Personal information
- Full name: Ernest Marriott
- Date of birth: 25 January 1913
- Place of birth: Sutton-in-Ashfield, England
- Date of death: 6 September 1989 (aged 76)
- Place of death: Hove, England
- Height: 5 ft 9 in (1.75 m)
- Position(s): Right back

Senior career*
- Years: Team / Apps / (Gls)
- 19??–1934: Sutton Junction
- 1934–1949: Brighton & Hove Albion / 163 / (1)
- 1949–1951: Tonbridge
- 1951–1952: Eastbourne United

= Ernie Marriott =

English footballer

Ernest Marriott (25 January 1913 – 6 September 1989) was an English professional footballer who made 163 Football League appearances playing as a right back for Brighton & Hove Albion.

==Life and career==
Marriott was born in Sutton-in-Ashfield, Nottinghamshire. He was playing for Sutton Junction when he signed amateur forms with Brighton & Hove Albion of the Football League Third Division South. He remained with Sutton until January 1934, when he turned professional with Albion. He made his debut that same season, but was unable to establish himself in the first team until 1937–38, and helped them finish as runners-up the following season, after which the Football League was suspended for the duration of the Second World War.

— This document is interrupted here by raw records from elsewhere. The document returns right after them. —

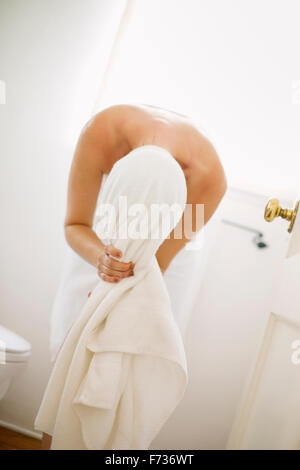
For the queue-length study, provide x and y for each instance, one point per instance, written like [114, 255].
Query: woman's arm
[84, 183]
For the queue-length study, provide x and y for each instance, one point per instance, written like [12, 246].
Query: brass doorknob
[273, 210]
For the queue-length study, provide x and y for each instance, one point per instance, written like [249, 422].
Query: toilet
[14, 355]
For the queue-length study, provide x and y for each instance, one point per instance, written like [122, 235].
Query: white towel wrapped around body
[122, 370]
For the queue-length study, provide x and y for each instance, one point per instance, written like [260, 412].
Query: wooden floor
[12, 440]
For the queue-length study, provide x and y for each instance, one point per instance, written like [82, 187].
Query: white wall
[227, 323]
[230, 65]
[53, 55]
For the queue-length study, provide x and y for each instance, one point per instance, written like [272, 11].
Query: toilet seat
[14, 347]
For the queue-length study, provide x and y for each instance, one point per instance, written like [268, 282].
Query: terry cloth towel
[122, 370]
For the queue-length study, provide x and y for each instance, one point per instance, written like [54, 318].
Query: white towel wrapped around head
[122, 370]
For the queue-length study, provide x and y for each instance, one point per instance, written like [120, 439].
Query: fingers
[111, 250]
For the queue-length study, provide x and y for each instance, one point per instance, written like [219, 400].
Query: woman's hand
[111, 270]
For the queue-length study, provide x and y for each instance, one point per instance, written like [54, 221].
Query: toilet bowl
[14, 355]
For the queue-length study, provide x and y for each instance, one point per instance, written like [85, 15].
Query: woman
[107, 137]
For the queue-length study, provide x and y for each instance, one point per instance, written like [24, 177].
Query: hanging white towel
[122, 370]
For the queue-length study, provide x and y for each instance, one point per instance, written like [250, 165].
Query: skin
[110, 135]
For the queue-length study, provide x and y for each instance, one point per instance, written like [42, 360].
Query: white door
[268, 415]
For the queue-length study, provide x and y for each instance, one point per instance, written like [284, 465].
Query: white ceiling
[230, 65]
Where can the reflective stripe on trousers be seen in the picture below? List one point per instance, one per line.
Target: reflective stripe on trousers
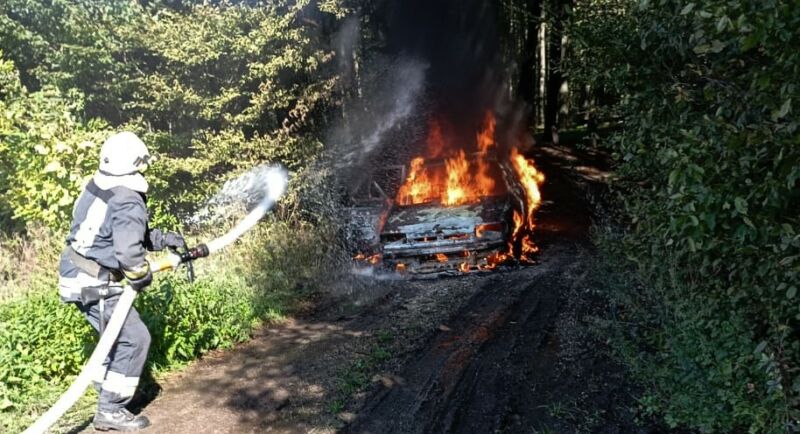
(126, 360)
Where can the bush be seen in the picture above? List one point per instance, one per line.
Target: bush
(708, 190)
(44, 343)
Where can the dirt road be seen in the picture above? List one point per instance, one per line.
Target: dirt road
(505, 352)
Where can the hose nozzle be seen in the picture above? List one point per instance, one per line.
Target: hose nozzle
(200, 251)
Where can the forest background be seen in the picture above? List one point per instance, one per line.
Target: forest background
(694, 102)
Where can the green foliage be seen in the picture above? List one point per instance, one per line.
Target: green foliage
(213, 88)
(44, 343)
(708, 165)
(45, 151)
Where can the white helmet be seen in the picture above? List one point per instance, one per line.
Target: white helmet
(124, 154)
(122, 159)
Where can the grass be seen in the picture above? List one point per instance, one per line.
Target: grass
(262, 279)
(356, 377)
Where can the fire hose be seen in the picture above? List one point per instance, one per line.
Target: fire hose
(276, 184)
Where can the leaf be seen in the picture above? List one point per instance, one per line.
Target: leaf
(785, 108)
(741, 205)
(52, 167)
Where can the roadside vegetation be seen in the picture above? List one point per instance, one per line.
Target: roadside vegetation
(696, 104)
(707, 161)
(696, 101)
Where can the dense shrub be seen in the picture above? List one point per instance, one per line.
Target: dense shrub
(708, 160)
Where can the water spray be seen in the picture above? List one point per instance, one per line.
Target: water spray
(271, 188)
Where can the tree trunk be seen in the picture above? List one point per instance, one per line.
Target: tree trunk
(555, 78)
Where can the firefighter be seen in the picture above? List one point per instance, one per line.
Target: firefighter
(106, 246)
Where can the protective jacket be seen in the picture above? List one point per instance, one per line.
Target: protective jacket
(109, 229)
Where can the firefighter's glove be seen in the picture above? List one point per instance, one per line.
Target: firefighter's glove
(139, 277)
(174, 240)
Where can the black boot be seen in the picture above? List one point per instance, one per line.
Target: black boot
(120, 420)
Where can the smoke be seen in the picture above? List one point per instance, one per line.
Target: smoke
(389, 101)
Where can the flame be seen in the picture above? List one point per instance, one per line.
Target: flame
(373, 260)
(458, 180)
(521, 235)
(461, 183)
(465, 180)
(485, 183)
(531, 178)
(418, 186)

Marriott served in the Royal Army Service Corps and the Worcestershire Regiment, and played football for Glentoran while stationed in Northern Ireland. He played for Albion for another two seasons after the war before joining Tonbridge of the Southern League. He then took up coaching, first as player-coach of Eastbourne United and then as coach of Brighton's reserves. Marriott remained living in nearby Hangleton until his death in 1989 at the age of 76.